Mais de quoi ça parle? Ben de ça. J'enseigne les premiers et simples modèles de mathématique financière à des 3ème année (L3, avec un peu moins de bagou que les élèves français). Je présente donc ce qu'est un marché, un portefeuille, une stratégie, une option et autre produit dérivé. Pour cela, je dois introduire ce qu'est une variable aléatoire et la théorie des probabilités, et puis des choses comme l'espérance, puis ça monte en niveau graduellement. Le modèle binomial en temps discret doit pouvoir m'amener, en fin d'année (fin novembre), à leur parler du fameux modèle de Black-Scholes, qui est le modèle central en mathématiques financières, et qui est beaucoup plus subtil que ce que je fais pour l'instant à mes élèves. C'est assez facile, mais ça prend du temps et c'est important qu'ils comprennent certaines choses, comme le principe de réplication pour valoriser un produit dérivé ou le théorème fondamental d'évaluation des actifs contingents, très beau résultat de dualité...
Suis je clair? Ok je continue sur ma recherche alors...
Ma recherche
La recherche, c'est vachement plus classe. Ce n'est que le début, mais faisons un portrait de ce sur quoi je bosse. Je travaille sur la suite et l'amélioration (si cela a un sens) d'un modèle macroéconomique de société capitaliste. Le papier central c'est celui là. Matheus, un des auteurs, est mon supervisor. Il me propose de raffiner le modèle et de rajouter un peu d'aléatoire parce que c'est mieux avec.

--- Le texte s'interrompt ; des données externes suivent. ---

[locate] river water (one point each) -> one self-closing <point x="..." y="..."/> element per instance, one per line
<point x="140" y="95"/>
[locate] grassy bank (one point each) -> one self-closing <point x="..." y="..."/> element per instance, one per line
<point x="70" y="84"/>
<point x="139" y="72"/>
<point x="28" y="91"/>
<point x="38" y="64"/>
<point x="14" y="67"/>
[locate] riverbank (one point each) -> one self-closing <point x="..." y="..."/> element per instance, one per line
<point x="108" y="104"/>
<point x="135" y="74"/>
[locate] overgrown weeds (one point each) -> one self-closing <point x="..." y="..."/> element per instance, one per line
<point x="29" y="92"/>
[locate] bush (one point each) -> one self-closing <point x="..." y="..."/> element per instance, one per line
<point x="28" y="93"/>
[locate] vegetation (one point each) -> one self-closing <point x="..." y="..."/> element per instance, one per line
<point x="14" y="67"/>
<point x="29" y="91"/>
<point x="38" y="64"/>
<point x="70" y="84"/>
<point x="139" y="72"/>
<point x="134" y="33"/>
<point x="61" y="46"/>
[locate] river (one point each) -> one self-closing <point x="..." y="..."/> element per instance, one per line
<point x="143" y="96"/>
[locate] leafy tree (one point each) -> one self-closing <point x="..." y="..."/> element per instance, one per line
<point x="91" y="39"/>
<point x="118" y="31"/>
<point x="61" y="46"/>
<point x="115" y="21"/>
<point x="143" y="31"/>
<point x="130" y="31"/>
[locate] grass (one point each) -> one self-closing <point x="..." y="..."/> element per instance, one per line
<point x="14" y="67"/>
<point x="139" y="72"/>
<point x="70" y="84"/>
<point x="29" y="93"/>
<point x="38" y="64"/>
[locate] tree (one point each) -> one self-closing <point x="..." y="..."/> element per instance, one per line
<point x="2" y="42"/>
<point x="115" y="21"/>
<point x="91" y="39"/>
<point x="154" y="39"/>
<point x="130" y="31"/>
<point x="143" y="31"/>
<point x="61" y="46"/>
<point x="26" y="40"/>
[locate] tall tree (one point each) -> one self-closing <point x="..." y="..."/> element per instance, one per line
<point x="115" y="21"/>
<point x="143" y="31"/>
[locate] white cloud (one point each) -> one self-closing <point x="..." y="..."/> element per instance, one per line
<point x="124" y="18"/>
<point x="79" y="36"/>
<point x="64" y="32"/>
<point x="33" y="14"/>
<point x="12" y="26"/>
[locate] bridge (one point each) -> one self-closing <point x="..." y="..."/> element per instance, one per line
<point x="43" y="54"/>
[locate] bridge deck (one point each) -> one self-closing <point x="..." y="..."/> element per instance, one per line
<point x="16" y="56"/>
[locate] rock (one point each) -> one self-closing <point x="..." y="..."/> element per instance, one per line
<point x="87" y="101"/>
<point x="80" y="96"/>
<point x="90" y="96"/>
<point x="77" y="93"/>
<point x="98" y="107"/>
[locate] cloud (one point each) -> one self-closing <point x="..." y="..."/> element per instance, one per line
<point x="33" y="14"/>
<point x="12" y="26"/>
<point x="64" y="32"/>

Mais c'est quoi ce modèle? C'est un modèle qui remonte à un économiste (Goodwin) et qui dans sa version de départ modélise l'économie à la Marx : les capitalistes veulent du profit, les travailleurs des salaires. Dans ce modèle, le rendement moyen, la croissance de la population et l'investissement sont des variables qui s'influencent les unes les autres et donnent un modèle dynamique où deux variables deviennent clé et synthétisent toutes les autres : la proportion de profit qui va dans les salaires et le taux d'emploi. Ce modèle est assez cool (même que c'est Lordon qui le dit) car la croissance est cyclique et ramène à un système d'équation bien connu des biologistes/joueurs : l'équation de Volterra ou proie prédateur. En gros imaginez des lapins et des renards. Si les renards kiffent trop de lapins, il y a mois de lapins, mais moins de lapin signifie moins de renards qui crèvent la dalle, et donc les lapins peuvent de nouveau copuler tranquille t'as vu et donc plus on est de lapin et plus il y a de riz (pour les renards) : clear? Bref, c'est un modèle de dynamique non-linéaire, pas non plus chaotique, assez simple et pourtant riche de phénomènes. C'est la classe, c'est la lutte des classes.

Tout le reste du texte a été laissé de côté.